From videos, dw1 = X .dz
basically as per intuition explained in videos, what that means is if we nudge w1 by tiny size may 0.001 how much loss function will vary.
For ex if w1 is 3, and say loss is 6
nudge w1 to 3.001, if loss becomes 6.002, then we say dw1 = 2. But I am not able to get why we are subtracting this value from w1. After all dw1 means slope of loss function w.r.t w1, means how many times loss function will change, it has nothing to do to specifiy how much w1 should change.
Then why we are using this value to change w1?
Hi Sandeep,
May be slide 10 and 11 from week2 would help to understand that.
w1 is the current set of weights and goal is to find the ideal set of weights for prediction based on training samples. After 1 iteration of calculating y_hat, dz and dw we know how much we need to change the w1. Now we need to set the new value for w1 for next iteration of gradient descent.

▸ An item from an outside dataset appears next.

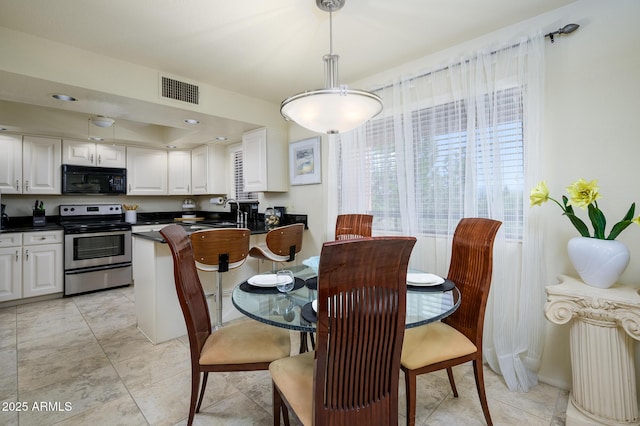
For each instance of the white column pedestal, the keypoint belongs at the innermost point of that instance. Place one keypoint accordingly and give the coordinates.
(603, 324)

This means that w1_new = w1 -alpha*dw1. alpha is another parameter to control the step of each gradient. Once we have calculated new w1,we start the next iteration of gradient descent algorithm to find the next w1, till our total cost function is minimised or reaches a global minimum assuming it has a global minimum.
I hope this along with the slides will help it.
If I misunderstood the question or my explanation is not clear, let me know.
Arundeep